Who is the typical PACE client?

To enroll in PACE, a person must be 55 years old or older, certified to meet the state’s nursing home level of care, live in the PACE service area and be able to live safely in the community with the help of PACE services at the time of enrollment. Our programs enroll many types of people, however our typical enrollee is a 79-year-old woman who is living alone, has difficulty with three of more activities of daily living, and just had some type of setback that is causing her to look for increased access to services at home so that she can avoid moving to a nursing home.

How has the ACA affected PACE? How have you had to readjust?

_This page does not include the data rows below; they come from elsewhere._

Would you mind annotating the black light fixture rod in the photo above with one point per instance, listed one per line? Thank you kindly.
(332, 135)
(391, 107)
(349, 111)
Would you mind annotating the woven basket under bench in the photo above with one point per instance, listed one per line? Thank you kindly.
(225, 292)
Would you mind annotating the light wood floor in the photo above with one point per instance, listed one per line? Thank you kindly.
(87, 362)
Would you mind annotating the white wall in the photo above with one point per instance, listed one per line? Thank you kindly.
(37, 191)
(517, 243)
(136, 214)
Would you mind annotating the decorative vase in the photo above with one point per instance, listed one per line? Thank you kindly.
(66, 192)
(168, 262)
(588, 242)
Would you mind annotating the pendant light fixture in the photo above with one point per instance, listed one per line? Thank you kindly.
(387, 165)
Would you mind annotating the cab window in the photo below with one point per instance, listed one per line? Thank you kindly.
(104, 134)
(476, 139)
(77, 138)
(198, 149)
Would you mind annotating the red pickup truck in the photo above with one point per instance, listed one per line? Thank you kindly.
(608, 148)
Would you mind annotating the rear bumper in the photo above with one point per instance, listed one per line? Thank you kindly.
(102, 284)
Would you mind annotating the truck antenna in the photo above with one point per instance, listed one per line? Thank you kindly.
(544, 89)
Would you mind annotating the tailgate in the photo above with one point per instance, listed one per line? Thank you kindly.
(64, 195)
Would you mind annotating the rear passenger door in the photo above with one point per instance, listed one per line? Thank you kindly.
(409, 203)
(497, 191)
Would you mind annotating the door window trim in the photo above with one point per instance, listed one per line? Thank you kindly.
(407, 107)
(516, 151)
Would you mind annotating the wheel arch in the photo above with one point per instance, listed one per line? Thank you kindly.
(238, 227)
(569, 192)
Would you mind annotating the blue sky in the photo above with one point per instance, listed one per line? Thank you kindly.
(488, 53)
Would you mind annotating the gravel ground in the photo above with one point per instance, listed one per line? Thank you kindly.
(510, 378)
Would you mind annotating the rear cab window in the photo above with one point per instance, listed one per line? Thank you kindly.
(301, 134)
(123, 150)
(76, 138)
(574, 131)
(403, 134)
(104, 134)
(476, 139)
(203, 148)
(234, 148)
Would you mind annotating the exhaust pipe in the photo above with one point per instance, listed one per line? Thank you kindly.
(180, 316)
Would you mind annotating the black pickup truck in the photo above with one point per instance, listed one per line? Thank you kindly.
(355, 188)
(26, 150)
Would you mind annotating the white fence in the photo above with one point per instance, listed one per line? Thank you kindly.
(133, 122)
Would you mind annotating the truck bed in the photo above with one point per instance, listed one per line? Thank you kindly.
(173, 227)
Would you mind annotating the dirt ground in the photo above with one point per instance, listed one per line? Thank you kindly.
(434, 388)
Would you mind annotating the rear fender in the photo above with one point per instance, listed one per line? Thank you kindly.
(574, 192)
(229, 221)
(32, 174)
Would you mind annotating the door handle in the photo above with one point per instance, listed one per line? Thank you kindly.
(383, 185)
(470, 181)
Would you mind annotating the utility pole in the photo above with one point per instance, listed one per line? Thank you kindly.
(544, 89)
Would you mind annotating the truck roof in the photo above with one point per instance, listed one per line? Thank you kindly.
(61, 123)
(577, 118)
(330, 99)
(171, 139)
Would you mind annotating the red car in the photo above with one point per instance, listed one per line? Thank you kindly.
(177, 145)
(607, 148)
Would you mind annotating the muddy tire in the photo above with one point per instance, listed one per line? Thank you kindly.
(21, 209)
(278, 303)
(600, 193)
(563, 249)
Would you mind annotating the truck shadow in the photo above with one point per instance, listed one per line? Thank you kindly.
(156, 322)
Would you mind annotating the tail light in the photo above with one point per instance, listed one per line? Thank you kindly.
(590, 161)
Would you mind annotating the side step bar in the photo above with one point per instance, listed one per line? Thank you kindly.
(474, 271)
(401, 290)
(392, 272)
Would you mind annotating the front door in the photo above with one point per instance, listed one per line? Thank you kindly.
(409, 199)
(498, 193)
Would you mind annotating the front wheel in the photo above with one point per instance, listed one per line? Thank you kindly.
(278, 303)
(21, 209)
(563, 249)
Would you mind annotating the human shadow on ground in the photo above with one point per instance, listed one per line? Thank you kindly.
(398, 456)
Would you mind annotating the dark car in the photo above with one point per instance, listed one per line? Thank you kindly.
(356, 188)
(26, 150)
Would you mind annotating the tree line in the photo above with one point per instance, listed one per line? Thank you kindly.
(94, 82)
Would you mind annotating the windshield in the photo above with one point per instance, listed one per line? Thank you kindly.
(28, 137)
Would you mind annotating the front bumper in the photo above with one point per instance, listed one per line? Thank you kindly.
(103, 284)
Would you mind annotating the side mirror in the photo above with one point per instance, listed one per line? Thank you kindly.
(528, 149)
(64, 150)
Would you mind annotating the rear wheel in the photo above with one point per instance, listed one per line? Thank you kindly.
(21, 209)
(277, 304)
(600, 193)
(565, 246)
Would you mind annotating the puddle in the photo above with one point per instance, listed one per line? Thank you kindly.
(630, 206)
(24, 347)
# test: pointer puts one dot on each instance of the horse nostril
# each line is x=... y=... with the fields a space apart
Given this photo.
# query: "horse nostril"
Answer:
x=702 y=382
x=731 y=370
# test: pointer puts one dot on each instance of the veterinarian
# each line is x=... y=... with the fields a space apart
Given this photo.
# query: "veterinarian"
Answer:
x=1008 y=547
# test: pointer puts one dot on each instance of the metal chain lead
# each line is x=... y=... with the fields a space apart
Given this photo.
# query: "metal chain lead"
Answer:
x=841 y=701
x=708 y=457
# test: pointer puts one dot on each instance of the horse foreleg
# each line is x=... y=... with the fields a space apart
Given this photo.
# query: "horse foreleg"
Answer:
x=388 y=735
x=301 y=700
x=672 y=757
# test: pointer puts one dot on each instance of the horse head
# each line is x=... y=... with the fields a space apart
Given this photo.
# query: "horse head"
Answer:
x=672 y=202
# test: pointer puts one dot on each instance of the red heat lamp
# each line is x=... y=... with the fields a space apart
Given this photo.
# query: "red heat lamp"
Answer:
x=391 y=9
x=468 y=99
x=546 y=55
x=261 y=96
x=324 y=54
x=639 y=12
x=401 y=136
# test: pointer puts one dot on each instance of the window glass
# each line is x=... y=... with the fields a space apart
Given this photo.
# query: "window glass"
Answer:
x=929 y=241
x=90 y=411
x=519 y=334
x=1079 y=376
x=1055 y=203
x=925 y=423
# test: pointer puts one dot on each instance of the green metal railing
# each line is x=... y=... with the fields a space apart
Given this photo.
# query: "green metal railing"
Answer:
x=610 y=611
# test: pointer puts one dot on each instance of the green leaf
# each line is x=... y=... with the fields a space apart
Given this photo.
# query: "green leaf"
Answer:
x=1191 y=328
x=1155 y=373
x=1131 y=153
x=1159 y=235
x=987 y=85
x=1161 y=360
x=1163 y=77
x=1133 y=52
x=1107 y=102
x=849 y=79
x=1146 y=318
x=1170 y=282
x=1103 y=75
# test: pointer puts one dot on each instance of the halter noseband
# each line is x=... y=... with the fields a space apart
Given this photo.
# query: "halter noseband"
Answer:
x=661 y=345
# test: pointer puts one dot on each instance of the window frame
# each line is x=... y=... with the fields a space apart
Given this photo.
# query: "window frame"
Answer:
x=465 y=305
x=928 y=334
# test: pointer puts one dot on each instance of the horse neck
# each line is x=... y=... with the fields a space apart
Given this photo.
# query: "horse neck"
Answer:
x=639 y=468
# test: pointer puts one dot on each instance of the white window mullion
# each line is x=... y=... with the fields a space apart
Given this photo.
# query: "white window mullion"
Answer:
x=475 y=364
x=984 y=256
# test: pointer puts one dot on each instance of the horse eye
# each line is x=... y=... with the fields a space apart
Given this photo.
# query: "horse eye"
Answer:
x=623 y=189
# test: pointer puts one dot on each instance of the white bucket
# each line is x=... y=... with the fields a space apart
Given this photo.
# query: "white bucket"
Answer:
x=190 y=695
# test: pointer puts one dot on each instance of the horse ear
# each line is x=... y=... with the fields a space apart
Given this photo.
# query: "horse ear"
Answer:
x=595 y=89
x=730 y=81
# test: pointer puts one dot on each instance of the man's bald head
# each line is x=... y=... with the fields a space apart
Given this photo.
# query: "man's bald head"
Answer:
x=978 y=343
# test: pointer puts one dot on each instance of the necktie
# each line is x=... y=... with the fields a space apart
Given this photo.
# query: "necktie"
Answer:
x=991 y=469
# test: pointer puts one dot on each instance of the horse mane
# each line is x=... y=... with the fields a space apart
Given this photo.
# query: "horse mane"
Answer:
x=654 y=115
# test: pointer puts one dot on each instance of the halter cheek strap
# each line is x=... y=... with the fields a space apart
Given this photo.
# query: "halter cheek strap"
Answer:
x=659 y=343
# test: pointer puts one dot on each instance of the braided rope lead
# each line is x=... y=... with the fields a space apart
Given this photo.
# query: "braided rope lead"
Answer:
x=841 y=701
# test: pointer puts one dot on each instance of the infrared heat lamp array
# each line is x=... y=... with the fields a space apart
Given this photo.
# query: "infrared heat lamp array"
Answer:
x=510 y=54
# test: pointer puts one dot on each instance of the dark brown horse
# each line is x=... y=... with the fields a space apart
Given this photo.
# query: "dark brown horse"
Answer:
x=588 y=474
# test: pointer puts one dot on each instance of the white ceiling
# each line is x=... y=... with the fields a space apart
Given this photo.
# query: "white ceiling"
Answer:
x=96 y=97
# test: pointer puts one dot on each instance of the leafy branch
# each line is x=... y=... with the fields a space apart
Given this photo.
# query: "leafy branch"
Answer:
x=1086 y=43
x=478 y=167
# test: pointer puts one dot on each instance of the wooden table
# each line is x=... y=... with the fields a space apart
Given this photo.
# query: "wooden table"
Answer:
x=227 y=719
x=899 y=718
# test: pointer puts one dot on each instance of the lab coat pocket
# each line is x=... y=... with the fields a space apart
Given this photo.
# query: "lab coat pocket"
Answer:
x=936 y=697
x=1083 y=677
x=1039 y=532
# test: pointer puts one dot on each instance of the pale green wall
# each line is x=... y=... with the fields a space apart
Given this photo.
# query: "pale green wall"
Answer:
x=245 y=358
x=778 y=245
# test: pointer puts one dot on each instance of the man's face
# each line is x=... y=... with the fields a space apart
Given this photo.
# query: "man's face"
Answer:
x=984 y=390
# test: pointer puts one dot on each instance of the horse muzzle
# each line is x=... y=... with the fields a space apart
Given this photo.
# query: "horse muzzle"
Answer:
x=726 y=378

Many of the principles and goals of the Affordable Care Act have been embraced by PACE for many years—bundled payments, fullyintegrated care, medical homes…. With an aging population and a renewed emphasis on serving those eligible for both Medicare and Medicaid, we see tremendous potential for growth. PACE is a complement to health plans because the model is able to integrate not only different funding streams but also, more importantly, completely integrate the delivery of care and services. From the participant’s perspective and those providing the care, the focus is on what is best for the care of person, not what is covered by Medicare, Medicaid or insurance.

What’s next for PACE?

We think the principles that make PACE a successful model for older adults who need access to care and services would also make it a successful model for serving other populations with similar levels of needs: for example, younger adults with physical or intellectual disabilities or people with multiple chronic health needs. As states look to enroll more, if not all, of their Medicaid-eligible individuals into managed care plans, having a managed care option with a fully integrated network of caregivers like PACE is very attractive to them. We hope that as PACE grows, more people will become aware of the type of care PACE provides and will work to have it available in their community.